Friday, October 21, 2011

Nobody Could Have Predicted

Brown proposes waiving annual evaluations to draw top teachers to struggling schools.

What this kind of thing really illustrates is the extent of groupthink in reform circles. Forcing principals to evaluate experienced, successful teachers every year is just a waste of time and a disincentive to teach in more challenging schools or to teach at all. That is perfectly obvious and always has been.

Somehow it became dogma in the past couple years, including in Rhode Island, and the premise is falling apart before it has even been widely implemented. This is what happens when you decide anyone with a critical point of view is an enemy of children and defender of bad teachers. You do stupid shit and waste your opportunity and credibility.

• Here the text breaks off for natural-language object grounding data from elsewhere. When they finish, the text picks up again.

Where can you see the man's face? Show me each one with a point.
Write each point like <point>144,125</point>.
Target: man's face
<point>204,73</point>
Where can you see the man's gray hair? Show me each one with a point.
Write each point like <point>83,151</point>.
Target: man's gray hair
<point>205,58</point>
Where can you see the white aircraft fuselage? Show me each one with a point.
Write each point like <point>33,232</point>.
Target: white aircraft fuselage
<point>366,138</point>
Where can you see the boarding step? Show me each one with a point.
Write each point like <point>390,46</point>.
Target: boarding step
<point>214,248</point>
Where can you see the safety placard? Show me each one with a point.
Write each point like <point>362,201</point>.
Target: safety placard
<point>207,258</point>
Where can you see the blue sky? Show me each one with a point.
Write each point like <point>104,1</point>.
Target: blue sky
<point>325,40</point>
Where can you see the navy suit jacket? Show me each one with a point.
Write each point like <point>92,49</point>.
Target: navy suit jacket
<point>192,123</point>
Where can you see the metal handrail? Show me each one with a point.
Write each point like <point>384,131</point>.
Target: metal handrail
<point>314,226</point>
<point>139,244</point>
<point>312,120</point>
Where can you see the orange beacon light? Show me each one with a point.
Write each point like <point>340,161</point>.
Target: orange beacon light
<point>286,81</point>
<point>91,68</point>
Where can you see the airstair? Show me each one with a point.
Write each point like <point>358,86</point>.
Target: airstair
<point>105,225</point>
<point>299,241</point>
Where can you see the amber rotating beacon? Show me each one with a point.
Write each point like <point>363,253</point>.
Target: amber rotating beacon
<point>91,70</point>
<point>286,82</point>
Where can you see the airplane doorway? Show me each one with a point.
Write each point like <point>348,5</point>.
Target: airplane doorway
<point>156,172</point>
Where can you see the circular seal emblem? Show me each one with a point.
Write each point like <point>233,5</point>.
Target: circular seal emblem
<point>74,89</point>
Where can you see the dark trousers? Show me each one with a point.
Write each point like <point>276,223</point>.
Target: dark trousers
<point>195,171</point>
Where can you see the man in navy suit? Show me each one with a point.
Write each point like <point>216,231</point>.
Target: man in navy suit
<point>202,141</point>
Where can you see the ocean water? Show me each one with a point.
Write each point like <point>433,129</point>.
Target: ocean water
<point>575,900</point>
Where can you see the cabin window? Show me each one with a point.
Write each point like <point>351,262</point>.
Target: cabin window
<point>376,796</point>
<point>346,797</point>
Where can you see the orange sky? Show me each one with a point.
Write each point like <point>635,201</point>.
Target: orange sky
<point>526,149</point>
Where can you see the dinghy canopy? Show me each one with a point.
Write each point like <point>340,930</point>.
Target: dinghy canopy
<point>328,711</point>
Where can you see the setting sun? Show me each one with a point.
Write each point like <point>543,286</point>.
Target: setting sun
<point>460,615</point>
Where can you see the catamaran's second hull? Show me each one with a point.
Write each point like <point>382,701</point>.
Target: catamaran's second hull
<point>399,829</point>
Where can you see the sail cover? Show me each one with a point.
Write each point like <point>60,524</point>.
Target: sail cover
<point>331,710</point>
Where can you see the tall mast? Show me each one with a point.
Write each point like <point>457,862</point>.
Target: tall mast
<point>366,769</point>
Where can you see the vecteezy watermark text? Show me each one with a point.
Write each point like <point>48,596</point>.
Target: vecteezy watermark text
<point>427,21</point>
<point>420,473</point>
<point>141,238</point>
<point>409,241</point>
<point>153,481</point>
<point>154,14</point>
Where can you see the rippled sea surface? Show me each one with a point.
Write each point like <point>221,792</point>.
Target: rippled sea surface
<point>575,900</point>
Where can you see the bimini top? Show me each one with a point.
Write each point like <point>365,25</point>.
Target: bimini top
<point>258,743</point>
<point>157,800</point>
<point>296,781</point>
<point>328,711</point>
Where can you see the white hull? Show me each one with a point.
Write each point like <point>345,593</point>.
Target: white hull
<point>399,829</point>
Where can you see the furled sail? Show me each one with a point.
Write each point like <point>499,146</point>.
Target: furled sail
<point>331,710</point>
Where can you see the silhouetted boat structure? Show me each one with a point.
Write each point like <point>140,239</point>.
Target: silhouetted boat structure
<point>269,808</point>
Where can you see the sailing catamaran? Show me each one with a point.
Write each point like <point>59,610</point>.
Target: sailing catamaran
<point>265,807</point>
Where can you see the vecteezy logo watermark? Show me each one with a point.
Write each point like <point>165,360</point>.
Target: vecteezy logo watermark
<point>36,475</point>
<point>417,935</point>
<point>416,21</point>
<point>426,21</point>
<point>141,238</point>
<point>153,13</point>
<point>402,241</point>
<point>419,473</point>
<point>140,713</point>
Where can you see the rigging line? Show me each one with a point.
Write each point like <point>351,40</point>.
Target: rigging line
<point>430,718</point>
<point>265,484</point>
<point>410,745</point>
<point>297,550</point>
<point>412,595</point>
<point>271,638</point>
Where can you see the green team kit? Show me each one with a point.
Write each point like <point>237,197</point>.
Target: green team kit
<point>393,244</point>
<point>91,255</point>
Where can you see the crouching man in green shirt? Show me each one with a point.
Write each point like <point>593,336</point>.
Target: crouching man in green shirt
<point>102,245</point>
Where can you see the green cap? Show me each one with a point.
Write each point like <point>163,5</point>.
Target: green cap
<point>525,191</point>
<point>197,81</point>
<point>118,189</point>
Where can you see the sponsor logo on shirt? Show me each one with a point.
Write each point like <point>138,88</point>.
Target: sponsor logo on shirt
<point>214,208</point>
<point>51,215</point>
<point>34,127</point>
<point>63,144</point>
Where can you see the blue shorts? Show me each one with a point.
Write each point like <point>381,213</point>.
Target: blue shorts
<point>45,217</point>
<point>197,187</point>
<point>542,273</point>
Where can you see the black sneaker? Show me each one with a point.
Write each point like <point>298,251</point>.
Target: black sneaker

Certainly this went on with the whole mayoral academy thing. If the AFT tried to get legislation introduced in the Massachusetts legislature that required equal enrollment from urban and suburban districts in charters, they'd be laughed out of the room by reformers. Yet those same people thought it was a brilliant idea when it came from Rhode Islanders well connected to the national reform movement.

Likewise the people who wrote the mayoral academy law seem completely uninterested in explaining its basic contours to their CMO partners. Obviously if they're all reformers they must be on the same page and have the same great ideas. What could possibly go wrong. You don't even really need to proofread the application, I'm sure it is fine.